Na época em que surgiram, os humanos possuíam duas cabeças, quatro mãos, quatro pés, dois sexos e todos as outras partes do corpo em dobro. Existiam humanos que eram homens em suas duas metades, alguns só possuíam o sexo feminino e outros eram andróginos (tinham uma parte feminina e outra masculina).

Esses seres eram muito fortes e poderosos, de tal forma que quiseram lutar contra os deuses. Zeus ficou irritado e se reuniu com os outros olimpianos para decidir o que fazer com os humanos. Os deuses decidiram que os humanos deveriam ser divididos ao meio e não destruídos. Pois assim, eles continuariam cultuando os deuses e ainda teriam que lidar com a humilhação que os deuses infringiram. Por isso, os humanos foram divididos em dois e desde então eles vagam em busca de sua metade. Isso é o amor, encontrar a outra parte de si mesmo.

A voz de Afrodite ressoava na mente de Louis como se ela estivesse ali, contando mais uma vez aquela mesma narrativa e acariciando seu cabelo. Nem parecia que ele estava em sua cozinha, mas sim no seu quarto de infância no palácio de sua mãe. Ele se recordava de sempre perguntar para a mãe o que ele deveria fazer para encontrar a metade dele quando ela terminava de contar a história. E ela sempre dizia irritada que ele era um deus, logo, já estava completo e bastava em si mesmo.

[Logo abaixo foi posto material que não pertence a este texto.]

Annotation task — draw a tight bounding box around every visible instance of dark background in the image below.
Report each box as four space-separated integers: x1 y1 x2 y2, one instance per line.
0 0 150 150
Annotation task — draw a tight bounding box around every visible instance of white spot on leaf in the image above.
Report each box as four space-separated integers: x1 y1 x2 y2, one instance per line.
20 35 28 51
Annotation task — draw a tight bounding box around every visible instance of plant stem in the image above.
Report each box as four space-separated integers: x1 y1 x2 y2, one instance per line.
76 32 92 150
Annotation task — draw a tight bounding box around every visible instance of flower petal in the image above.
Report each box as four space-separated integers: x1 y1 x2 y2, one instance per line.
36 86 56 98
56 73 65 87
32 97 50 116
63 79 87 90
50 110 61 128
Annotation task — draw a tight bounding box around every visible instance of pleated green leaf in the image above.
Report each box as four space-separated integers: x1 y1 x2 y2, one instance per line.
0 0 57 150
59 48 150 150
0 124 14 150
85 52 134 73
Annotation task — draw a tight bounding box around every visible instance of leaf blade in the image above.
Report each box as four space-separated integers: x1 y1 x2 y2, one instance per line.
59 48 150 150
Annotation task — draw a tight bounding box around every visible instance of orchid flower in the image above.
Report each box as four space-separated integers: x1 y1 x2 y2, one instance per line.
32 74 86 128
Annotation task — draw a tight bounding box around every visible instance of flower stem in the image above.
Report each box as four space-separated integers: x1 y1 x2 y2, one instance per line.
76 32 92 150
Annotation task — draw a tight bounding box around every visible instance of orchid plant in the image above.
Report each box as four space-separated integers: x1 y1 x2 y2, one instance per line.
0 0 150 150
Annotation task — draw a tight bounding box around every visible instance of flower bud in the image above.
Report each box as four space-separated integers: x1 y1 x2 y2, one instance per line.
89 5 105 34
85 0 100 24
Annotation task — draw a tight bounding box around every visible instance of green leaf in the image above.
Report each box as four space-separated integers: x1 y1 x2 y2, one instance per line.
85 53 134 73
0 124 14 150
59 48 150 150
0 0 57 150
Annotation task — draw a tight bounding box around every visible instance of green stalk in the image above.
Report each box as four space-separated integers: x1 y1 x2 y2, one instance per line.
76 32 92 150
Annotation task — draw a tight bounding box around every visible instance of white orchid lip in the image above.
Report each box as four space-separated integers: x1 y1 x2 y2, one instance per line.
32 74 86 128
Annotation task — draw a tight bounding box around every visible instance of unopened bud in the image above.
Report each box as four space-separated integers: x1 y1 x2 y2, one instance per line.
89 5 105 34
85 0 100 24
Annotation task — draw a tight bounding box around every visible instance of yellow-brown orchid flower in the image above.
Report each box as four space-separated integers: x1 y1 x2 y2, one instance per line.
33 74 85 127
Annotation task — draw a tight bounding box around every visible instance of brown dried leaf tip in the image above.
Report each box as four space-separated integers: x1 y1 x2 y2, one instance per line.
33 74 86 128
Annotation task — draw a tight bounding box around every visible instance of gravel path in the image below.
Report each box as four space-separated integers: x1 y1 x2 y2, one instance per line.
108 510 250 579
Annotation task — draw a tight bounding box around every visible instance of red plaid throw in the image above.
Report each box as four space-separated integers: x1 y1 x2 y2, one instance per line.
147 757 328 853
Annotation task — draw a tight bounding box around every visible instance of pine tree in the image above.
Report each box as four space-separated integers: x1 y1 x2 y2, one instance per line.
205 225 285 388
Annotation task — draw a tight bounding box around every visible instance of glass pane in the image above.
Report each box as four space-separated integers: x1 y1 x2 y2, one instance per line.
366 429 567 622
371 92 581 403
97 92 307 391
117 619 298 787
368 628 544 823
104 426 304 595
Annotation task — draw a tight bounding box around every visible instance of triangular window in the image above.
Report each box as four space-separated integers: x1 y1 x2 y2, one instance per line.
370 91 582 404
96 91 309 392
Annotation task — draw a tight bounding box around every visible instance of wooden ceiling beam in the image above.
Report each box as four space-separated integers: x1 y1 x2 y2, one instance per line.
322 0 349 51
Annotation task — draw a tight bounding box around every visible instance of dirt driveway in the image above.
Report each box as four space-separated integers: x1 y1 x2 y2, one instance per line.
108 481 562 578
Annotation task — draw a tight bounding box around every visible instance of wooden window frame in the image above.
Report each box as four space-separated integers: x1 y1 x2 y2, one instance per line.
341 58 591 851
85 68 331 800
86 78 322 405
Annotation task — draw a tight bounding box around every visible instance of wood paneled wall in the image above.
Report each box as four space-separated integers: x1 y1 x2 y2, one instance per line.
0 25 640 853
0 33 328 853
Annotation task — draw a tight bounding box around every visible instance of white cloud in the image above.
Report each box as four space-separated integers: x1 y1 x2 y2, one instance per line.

Aquela resposta nunca o convencera, nem mesmo sabendo que ele era Eros, a personificação do Amor. Ele nunca aceitara a justificativa de que isso não se aplicava a um deus porque ele sentia a falta de algo que o completasse. Ele era o amor, portanto era a própria necessidade de se sentir inteiro. Por isso, Louis esperava por sua alma gêmea pacientemente e em segredo. Contudo, ele nunca encontrara mesmo depois de muitos séculos e de ir para todos os lugares do planeta.

Enquanto não conseguia o que buscava, ele estava satisfeito em ajudar os humanos com essa tarefa. Era por isso que Louis estava contente com o seu trabalho, não tinha nada a ver com sair brincando de tiro ao alvo como eu pensava. Mas sim, com a certeza de que ele ajudaria as pessoas a se libertar da busca eterna que dava sentido às suas vidas.